Except I was wrong... sorry. I haven't been able to find documentation that lazy ELF symbol binding is disabled when taking the address of an extern fuction, but using objdump to dump the .plt section, it's clear printf is no longer lazily bound when you need to take its address. Instead, the entry is marked to be resolved at load time, and the global function entry point is just read directly from the GOT entry.
Part of my assumption that the PLT entry was used as the function address came from trying to figure out why the AMD engineers didn't include an ip-relative indirect addressing mode for the call instruction when they designed x86_64. An ip-relative indirect call could directly call through the GOT and avoid wasting an instruction cache line on the PLT entry. The PLT entry would still be used once for lazy symbol binding, but after that wouldn't be used and wouldn't cause any more cache evictions. Such an indirect call would need to be broken down into several micro-ops internally, but would save instruction cache space.
I did a bit of thinking and came to the conclusion that the PLT entry was still necessary for taking the function address of a lazily bound ELF symbol, so such an addressing mode would almost never be used.

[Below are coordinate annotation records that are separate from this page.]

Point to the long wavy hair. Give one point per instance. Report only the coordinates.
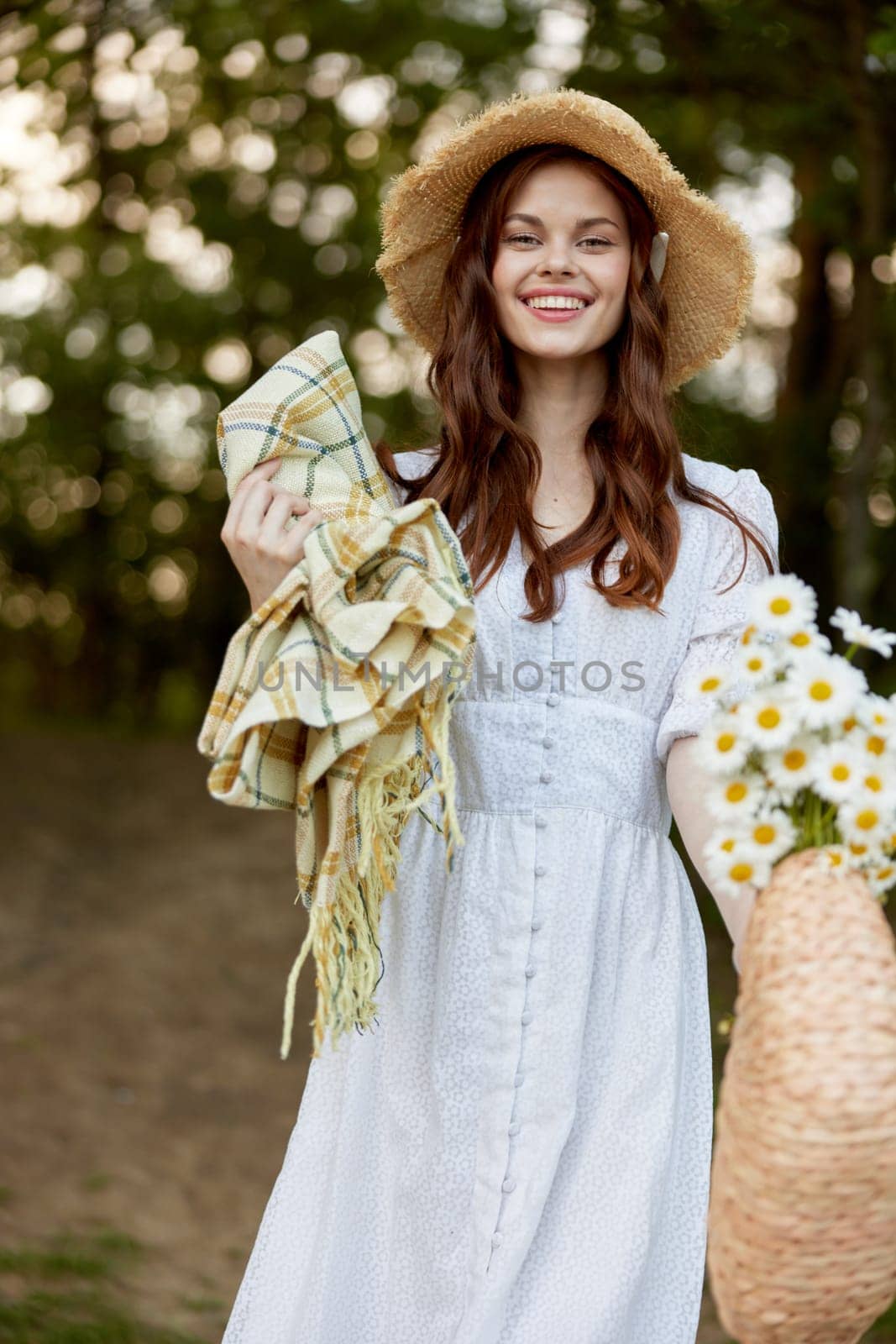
(486, 470)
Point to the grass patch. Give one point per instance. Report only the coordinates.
(85, 1310)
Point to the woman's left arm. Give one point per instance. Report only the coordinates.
(687, 784)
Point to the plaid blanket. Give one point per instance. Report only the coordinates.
(335, 696)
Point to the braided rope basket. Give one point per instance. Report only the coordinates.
(802, 1205)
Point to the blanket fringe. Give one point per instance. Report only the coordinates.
(344, 936)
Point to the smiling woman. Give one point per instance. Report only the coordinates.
(520, 1152)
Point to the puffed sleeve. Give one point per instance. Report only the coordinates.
(719, 620)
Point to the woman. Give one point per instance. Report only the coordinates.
(520, 1151)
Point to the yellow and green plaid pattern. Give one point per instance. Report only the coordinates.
(335, 696)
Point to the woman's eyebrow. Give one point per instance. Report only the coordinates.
(579, 223)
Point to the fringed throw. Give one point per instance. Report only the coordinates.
(335, 696)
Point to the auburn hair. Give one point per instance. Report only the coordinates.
(488, 468)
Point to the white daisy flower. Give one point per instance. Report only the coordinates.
(768, 717)
(873, 779)
(879, 714)
(738, 866)
(833, 858)
(710, 683)
(836, 770)
(789, 766)
(828, 689)
(806, 638)
(781, 602)
(736, 797)
(721, 743)
(772, 832)
(755, 664)
(868, 820)
(856, 632)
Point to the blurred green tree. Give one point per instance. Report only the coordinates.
(188, 190)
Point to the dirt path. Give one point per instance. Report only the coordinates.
(149, 932)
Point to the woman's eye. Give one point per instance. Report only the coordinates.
(521, 239)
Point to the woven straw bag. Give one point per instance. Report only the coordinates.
(802, 1205)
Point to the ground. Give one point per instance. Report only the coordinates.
(149, 932)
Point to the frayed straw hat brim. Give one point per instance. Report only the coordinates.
(710, 265)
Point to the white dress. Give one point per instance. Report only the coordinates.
(519, 1152)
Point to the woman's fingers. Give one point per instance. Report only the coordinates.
(273, 530)
(255, 484)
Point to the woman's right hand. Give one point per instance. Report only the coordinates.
(254, 533)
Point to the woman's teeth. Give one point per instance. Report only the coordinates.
(555, 302)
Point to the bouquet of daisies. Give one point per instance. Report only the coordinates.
(802, 753)
(801, 759)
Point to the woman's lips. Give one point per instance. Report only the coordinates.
(555, 315)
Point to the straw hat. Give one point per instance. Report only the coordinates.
(710, 269)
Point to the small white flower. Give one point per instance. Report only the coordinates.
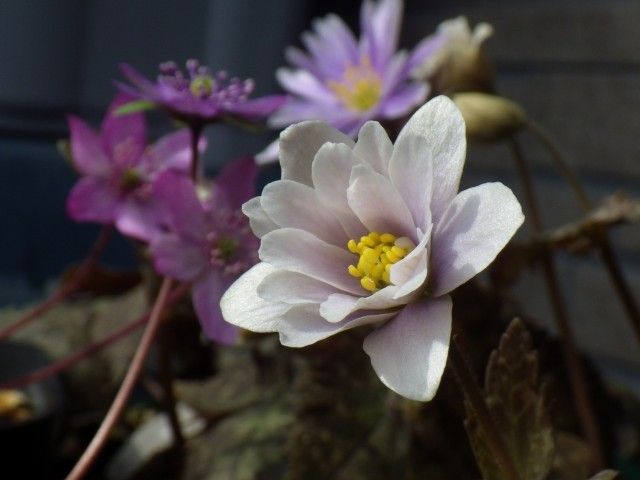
(372, 233)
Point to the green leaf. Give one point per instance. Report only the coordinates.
(135, 107)
(519, 407)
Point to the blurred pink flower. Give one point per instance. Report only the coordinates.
(118, 168)
(346, 82)
(208, 242)
(200, 96)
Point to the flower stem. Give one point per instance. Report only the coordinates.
(166, 381)
(577, 378)
(475, 399)
(66, 289)
(601, 240)
(196, 133)
(91, 349)
(119, 403)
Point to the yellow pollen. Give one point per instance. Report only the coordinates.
(376, 254)
(360, 88)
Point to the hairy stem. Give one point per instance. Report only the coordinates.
(196, 133)
(89, 350)
(119, 403)
(64, 290)
(475, 399)
(602, 241)
(577, 378)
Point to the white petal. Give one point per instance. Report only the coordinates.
(259, 221)
(417, 278)
(299, 144)
(374, 147)
(409, 352)
(330, 173)
(378, 204)
(303, 325)
(439, 121)
(338, 306)
(294, 288)
(299, 251)
(292, 204)
(476, 226)
(410, 170)
(241, 305)
(404, 269)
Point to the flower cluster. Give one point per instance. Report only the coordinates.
(200, 96)
(357, 232)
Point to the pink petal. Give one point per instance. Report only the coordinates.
(92, 200)
(138, 219)
(177, 195)
(86, 150)
(409, 353)
(472, 231)
(206, 297)
(123, 137)
(177, 258)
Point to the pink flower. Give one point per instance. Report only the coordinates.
(208, 242)
(372, 233)
(200, 96)
(117, 171)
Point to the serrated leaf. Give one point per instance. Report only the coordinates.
(135, 107)
(519, 407)
(344, 428)
(605, 475)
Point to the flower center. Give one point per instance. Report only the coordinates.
(377, 252)
(202, 85)
(130, 179)
(360, 88)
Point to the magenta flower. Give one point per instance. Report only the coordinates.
(200, 96)
(208, 242)
(117, 170)
(345, 82)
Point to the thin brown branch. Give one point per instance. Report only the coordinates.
(575, 369)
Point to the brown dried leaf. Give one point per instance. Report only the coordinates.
(519, 407)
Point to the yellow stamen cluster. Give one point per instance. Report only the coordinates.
(377, 252)
(360, 88)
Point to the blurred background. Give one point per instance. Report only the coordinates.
(574, 65)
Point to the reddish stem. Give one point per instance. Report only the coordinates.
(91, 349)
(66, 289)
(120, 402)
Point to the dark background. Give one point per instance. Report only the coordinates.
(573, 65)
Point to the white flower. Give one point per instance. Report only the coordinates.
(372, 233)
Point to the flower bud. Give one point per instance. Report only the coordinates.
(489, 118)
(459, 64)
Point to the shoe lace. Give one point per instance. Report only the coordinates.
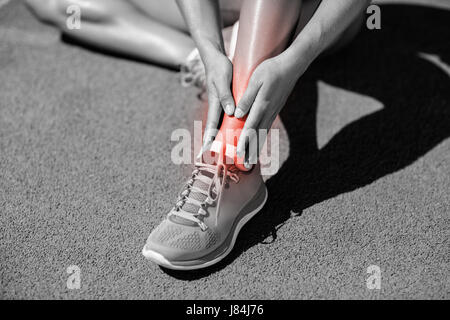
(210, 188)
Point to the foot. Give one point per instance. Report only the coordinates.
(211, 210)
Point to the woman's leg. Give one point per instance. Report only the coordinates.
(265, 28)
(121, 27)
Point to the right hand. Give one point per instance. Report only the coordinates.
(219, 74)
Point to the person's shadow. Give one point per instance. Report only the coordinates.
(384, 64)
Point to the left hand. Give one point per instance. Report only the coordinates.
(269, 87)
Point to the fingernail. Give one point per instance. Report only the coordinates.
(238, 113)
(207, 144)
(229, 109)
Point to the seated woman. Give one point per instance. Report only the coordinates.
(249, 78)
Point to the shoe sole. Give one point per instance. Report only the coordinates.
(162, 261)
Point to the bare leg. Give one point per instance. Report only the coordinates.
(265, 28)
(119, 26)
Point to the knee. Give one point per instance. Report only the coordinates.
(55, 11)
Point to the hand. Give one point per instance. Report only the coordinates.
(269, 87)
(219, 74)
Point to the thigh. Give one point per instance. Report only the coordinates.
(168, 13)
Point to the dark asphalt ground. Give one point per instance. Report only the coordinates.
(85, 171)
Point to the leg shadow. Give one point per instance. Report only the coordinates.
(386, 65)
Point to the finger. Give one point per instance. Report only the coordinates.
(247, 99)
(223, 89)
(214, 113)
(249, 131)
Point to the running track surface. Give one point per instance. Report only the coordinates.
(85, 171)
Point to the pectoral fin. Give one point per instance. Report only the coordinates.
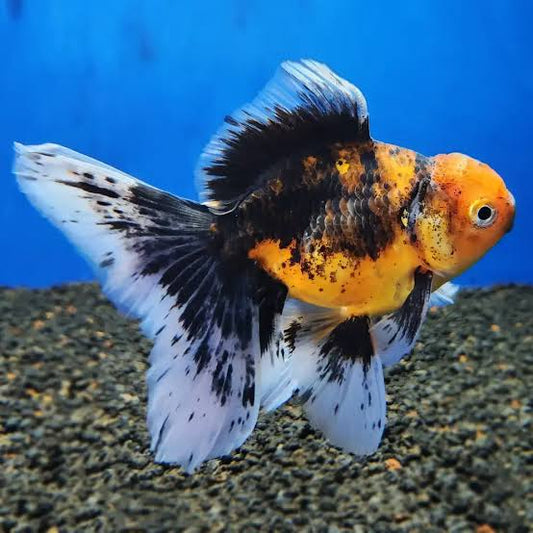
(394, 335)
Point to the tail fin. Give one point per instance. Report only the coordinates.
(157, 257)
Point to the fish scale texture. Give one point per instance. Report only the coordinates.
(456, 455)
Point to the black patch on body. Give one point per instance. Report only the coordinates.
(414, 206)
(350, 341)
(90, 188)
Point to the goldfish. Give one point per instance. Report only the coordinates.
(306, 268)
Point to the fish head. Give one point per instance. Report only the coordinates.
(467, 211)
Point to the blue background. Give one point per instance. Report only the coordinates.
(142, 85)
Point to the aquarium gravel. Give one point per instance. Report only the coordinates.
(456, 455)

Now that I see the PLT entry is actually never used for taking the function address, I'm a bit surprised that AMD when designing long mode (x86_64) didn't include an ip-relative indirect addressing mode for the call instruction.
I'm just a mechanical engineer by training who's way too much self-taught about software, so I'm sure the AMD hardware engineers (and maybe also RISC-V folks... I'm less familiar with RISC-V addressing) had very good reasons for not having ip-relative indirect function calls. My best guess is that the complexity increase wasn't worth it and/or there was some hidden performance cost that's not obvious to me.